Pension experts' calls for guidelines on how to calculate the critical yield for income-drawdown products are being ignored by the PIA.
Life offices use different methods to calculate the critical yield – the amount that investments must grow by to ensure that a client is not worse off than if they had taken an annuity. It takes account of charges, inflation and mortality drag.
But new evidence from M&G reveals that this can lead to differences of up to 50 per cent in critical-yield figures quoted by providers.
IFAs and product providers such as M&G and Carrington Investment Consult ants feel that the PIA must draw up a uniform method of calculation.
But PIA head of press Sarah Modlock says: "What we have at the moment is a framework for advice but to specify would be to dictate advice. It is highly unlikely that we will pin down the critical yield."

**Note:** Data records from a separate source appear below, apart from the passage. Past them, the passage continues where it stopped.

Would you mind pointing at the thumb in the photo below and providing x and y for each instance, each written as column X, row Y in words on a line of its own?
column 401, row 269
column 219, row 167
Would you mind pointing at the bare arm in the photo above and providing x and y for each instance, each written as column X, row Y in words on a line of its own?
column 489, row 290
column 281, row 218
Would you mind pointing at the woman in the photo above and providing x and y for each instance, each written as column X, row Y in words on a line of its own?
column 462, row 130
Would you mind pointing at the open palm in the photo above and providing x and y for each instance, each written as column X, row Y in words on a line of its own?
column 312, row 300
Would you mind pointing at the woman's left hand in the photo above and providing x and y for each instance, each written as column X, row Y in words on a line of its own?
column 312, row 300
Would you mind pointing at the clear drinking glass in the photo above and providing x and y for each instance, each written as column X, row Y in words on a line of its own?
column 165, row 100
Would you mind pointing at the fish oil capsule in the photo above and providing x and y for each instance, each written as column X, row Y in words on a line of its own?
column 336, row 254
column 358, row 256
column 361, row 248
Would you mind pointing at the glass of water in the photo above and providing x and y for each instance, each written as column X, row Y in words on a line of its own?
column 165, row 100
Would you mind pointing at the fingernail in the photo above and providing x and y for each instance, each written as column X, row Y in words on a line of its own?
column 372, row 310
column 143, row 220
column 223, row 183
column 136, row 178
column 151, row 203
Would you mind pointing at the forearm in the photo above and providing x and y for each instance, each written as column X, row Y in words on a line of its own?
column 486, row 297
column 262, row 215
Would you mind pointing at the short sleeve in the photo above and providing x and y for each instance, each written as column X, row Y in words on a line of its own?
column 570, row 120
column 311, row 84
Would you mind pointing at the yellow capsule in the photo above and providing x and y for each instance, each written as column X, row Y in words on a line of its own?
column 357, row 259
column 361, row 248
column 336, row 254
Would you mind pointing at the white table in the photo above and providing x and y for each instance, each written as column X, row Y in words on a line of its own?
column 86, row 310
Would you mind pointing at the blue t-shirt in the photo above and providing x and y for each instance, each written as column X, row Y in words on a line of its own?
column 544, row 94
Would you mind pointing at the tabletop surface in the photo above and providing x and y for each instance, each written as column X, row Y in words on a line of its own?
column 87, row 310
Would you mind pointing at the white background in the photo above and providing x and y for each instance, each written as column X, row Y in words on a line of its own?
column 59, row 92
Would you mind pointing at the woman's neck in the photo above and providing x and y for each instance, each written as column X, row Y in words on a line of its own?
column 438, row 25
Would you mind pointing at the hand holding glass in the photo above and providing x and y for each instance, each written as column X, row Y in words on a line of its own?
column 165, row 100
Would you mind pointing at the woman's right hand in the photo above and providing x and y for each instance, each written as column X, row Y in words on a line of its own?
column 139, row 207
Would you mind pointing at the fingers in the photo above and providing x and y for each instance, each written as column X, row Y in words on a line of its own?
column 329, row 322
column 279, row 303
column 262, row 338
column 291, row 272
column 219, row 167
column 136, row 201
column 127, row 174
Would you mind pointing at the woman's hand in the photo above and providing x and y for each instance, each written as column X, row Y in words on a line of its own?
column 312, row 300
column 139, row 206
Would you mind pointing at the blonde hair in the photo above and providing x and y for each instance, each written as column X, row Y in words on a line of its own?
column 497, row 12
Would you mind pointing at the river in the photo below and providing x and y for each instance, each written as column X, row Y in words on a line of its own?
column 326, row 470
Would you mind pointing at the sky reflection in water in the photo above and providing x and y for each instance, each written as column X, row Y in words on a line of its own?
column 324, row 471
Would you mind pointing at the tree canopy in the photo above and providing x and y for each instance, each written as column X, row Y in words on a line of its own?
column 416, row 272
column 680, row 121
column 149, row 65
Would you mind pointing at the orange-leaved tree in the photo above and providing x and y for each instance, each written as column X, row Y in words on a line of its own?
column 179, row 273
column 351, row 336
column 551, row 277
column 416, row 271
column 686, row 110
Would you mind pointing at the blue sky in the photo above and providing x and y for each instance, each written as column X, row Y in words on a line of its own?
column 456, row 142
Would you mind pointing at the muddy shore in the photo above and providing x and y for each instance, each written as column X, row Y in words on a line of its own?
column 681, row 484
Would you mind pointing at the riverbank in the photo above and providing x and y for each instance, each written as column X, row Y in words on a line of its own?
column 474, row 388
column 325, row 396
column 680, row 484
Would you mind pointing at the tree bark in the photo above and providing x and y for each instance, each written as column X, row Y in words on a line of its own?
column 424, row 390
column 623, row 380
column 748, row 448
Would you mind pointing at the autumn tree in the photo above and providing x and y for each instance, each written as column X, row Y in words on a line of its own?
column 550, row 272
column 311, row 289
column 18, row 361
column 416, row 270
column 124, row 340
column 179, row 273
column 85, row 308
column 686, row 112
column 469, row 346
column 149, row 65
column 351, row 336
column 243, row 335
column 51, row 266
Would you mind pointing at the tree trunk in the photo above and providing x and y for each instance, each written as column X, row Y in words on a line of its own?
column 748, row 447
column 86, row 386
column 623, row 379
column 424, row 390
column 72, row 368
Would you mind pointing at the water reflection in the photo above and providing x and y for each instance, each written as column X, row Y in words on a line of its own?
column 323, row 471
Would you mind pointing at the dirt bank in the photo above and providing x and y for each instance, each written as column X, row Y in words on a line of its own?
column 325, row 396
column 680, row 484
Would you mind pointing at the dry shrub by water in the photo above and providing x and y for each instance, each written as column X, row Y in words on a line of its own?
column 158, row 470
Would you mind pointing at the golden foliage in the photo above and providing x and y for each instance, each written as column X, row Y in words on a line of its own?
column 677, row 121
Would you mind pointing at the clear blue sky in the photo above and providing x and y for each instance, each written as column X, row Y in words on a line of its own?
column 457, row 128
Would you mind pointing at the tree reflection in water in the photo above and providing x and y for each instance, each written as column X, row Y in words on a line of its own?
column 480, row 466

M&G conducted research into how two product providers calculate the critical yield for a 52-year-old man taking withdrawals of 50 per cent of the maximum allowed.
According to M&G, provider A came up with a critical yield of less than 6 per cent but provider B's figure was 9.2 per cent for the same client.
Pensions marketing manager John Page says: "The IFA needs to understand the basis of a calculation in order to compare terms. We need regulations to lay down the preferred basis."
Carrington Investment Consultants' Paul Tinslay says: "There needs to be some sort of clarity from the PIA as to how critical yield needs to be undertaken."